Learning The Native-Like Codons With A 5'UTR And Secondary RNA Structure Aided Species-Informed Transformer Model
A new Transformer-based deep learning model, TransCodon, has been developed to address the challenge of efficient protein expression in heterologous hosts. It tackles the difficulty of reconstructing native-like codon landscapes by integrating 5' untranslated regions (5'UTRs), coding sequences (CDS), explicit species identifiers, and RNA secondary structure information.
TransCodon learns nuanced codon usage patterns across diverse organisms by incorporating multisource genomic data and modeling sequence dependencies via a masked language modeling paradigm. This allows it to effectively capture both local and global determinants of codon preference.

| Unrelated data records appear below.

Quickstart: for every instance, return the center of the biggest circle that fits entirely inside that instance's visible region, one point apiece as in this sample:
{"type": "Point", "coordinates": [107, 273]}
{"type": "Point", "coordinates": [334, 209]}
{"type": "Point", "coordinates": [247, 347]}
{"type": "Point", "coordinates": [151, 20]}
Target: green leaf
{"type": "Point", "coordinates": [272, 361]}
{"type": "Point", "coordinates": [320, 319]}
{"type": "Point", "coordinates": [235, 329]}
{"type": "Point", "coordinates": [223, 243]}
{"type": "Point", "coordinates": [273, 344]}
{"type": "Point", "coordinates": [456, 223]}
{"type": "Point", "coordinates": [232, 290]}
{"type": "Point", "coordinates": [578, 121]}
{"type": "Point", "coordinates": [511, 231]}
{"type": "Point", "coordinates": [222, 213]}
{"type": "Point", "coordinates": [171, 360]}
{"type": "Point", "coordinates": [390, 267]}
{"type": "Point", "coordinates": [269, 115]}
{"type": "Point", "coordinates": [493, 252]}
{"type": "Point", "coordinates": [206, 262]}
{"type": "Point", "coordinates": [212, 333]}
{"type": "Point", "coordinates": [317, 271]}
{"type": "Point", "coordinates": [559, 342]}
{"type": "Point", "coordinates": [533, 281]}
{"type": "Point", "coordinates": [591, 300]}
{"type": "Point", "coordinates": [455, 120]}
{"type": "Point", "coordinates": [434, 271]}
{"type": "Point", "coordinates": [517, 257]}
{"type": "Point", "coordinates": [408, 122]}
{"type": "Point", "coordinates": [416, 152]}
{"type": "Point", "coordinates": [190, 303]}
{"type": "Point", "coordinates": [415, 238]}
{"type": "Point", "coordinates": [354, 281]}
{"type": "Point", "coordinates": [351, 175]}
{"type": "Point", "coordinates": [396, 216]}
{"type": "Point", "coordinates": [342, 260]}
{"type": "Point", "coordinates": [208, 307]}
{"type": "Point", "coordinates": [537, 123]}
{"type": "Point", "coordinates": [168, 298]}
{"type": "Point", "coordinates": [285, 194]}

A key innovation is TransCodon's use of a finer-grained vocabulary based solely on nucleotides, which enables partial decoding and preserves richer sequence-level information compared to previous approaches. The model was trained on a large dataset of 5.5 million gene sequences from 1,436 species, ensuring robust cross-species generalization.
Experimental results demonstrate that TransCodon consistently outperforms existing codon optimization tools across multiple evaluation metrics. It identifies native-like codons with less divergence from natural sequences and can capture low-frequency codons often missed by other deep learning methods, especially for highly abundant proteins.
Beyond codon optimization, TransCodon shows robust effectiveness in predicting protein abundance, achieving high correlation with experimentally determined values in zero-shot scenarios. It also excels in 5' UTR-related downstream tasks, such as predicting Mean Ribosome Load (MRL), surpassing other state-of-the-art models.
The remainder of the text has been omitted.